A deep learning-based model for automatic identification of mesopelagic organisms from in-trawl cameras

by Taraneh Westergerling, Vaneeda Allken, Webjørn Melle, Anne Gro Vea Salvanes, Shale Rosen

Mesopelagic organisms play an important role in the ocean’s carbon transport and food webs and have been regarded as a potential harvestable resource. Their extensive aggregations in the upper thousand meters of the water column are frequently detected acoustically as deep scattering layers. However, extracting species and length composition from acoustics alone is challenging. Trawl catches, commonly used for ground-truthing acoustic data, suffer from size- and species-specific escapement and are spatially integrated along the trawl path.
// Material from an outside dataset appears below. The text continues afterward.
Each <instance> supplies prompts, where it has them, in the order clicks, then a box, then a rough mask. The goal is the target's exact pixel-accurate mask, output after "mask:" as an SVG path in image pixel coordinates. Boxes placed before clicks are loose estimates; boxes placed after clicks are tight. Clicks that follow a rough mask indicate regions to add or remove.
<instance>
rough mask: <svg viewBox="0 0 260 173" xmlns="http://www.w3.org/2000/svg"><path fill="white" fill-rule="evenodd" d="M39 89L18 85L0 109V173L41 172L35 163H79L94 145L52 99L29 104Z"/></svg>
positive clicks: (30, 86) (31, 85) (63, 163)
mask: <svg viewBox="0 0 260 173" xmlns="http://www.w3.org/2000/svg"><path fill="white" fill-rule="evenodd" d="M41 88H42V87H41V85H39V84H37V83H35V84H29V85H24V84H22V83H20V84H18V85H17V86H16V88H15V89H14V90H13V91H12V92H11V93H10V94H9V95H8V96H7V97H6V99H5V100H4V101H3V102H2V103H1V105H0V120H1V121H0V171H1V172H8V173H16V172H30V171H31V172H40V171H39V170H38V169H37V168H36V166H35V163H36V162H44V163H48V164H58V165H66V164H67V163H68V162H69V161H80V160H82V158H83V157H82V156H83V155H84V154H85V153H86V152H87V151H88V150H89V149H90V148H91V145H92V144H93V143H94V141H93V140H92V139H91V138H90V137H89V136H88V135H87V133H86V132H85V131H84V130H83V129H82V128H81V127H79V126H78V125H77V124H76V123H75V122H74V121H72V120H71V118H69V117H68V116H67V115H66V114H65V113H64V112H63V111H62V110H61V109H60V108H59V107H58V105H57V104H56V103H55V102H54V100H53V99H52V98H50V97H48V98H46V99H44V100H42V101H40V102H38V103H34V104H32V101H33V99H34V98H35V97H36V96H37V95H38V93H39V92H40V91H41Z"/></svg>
In-trawl cameras offer records at a finer spatial scale and are unaffected by mesh selectivity in the codend. Hence, integrating optical systems into trawling operations can enhance the validation of acoustic data without increasing sampling time. In this study, we trained a deep learning-based object detection model (YOLO11s) to automate the identification of seven mesopelagic groups common in the North Atlantic Ocean (lanternfish, silvery lightfish, barracudina, krill, pelagic shrimp, gelatinous zooplankton, and squid) along with a group of larger pelagic fishes from in-trawl images collected under white, and red-light with two gain settings. The model generally performed better on white-light images (weighted mean average precision ~ 0.95). However, using red light did not greatly reduce the model’s ability to detect mesopelagic organisms (weighted mean average precision ~ 0.77). The model performed especially well at detecting lanternfish, silvery lightfish and barracudina (average precision > 0.89). Object classes with average precision values under 0.80 (e.g., pelagic shrimp, krill) benefited from increasing the image resolution and expanding the training dataset. Our study demonstrates that employing the latest machine learning algorithms enables the detection of small-sized mesopelagic species from in-trawl camera images, allowing for rapid extraction of depth-stratified data and records of fragile species that are typically lost in the codend meshes.